Duplantis fliegt in uppsala noch höher: 6,31 m lassen die latte zittern
Uppsala schrie, die Latte zitterte – und Armand Duplantis lachte. 6,31 Meter. Der 26-Jährige stellte beim „Mondo Classic“ seinen eigenen Hallenweltrekord zum 15. Mal auf Null. Ein Sprung, eine Zahl, ein Statement: Die Konkurrenz schaut weiter in den Himmel, ohne ihn einzuholen.
Der erste versuch reichte – und die serie hält
Seit dem 21. Juli 2023 kennt Duplantis keine Niederlage mehr. 43 Wettkämpfe, 43 Siege.
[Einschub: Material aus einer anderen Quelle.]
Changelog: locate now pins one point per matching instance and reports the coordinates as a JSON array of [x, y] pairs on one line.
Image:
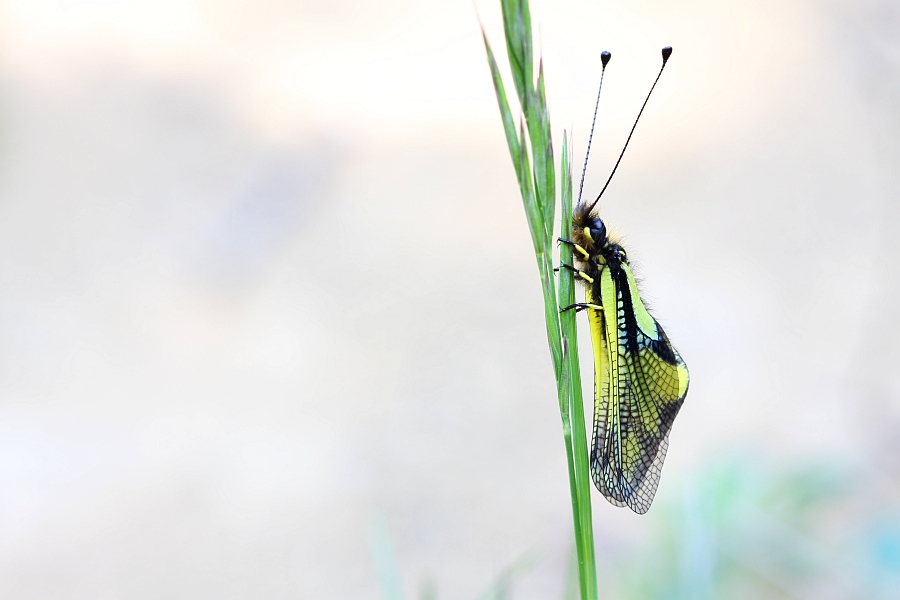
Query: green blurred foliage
[[741, 530]]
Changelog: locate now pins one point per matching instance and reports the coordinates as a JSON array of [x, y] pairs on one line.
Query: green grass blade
[[384, 558], [536, 174], [581, 501], [509, 124]]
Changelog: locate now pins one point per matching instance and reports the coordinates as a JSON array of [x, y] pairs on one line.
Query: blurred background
[[270, 316]]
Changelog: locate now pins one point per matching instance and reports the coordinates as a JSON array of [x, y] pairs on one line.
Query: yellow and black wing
[[640, 384]]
Die 6,30 m aus Tokio vom September 2025 waren nur eine Zwischenstation, jetzt der nächste Schritt. Er legte die Latte direkt auf 6,31 m, nachdem er mit 6,08 m den Meetingsieg bereits sicher hatte. Kein Probieren, kein Zögern – er wollte nur mehr.
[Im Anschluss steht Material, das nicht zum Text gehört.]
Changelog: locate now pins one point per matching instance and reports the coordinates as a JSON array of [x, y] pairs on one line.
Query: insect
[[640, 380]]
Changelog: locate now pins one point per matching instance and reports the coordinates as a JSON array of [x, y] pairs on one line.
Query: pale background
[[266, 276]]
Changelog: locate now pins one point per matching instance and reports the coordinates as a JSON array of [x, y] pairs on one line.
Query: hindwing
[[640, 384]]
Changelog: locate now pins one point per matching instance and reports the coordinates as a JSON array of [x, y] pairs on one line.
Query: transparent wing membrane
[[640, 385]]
Emmanouil Karalis, der Grieche, der Ende Februar mit 6,17 m die zweitbeste Markierung aller Zeiten sprang, schaffte die 6,00 m nicht. Der Riese aus Lafayette (Louisiana) blieb allein. Die Arena tobte, seine Verlobte Desire Inglander tanzte am Rand der Matte, und Duplantis? Der lief an, stach ab, flog – und landete, als hätte er nie etwas anderes getan.
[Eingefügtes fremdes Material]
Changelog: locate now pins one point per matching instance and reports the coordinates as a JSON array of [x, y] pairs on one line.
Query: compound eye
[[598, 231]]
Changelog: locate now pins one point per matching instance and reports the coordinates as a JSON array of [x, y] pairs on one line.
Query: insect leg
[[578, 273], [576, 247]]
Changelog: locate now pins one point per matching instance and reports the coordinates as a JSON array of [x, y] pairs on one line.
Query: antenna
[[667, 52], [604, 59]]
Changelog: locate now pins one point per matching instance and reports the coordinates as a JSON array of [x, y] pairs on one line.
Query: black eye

Die 6,17 m von 2020 wirken wie ein kindergeburtstag
Seit der Corona-Saison, als er erstmals 6,17 m in Torun riss, hat er den Rekord jedes Jahr mindestens einmal überboten. Die Latte wurde teurer, die Ansprache kürzer. „Ich springe für mich, für meine Familie, aber heute auch für jeden einzelnen hier“, sagte er nach dem Wettkampf. Uppsala ist seine Heimat, und er macht daraus ein Heimspiel gegen die Physik.
Die Zahlen sind längst absurd: 15 Weltrekorde, 43 Siege in Folge, seit 1.018 Tagen ungeschlagen. Doch die Frage ist nicht mehr, wie hoch er springt, sondern wie lange er noch fliegt. Die Hallen-WM in Glasgow rückt näher, dann der Sommer mit der WM in Athen. Die Latte liegt bereit, Duplantis auch.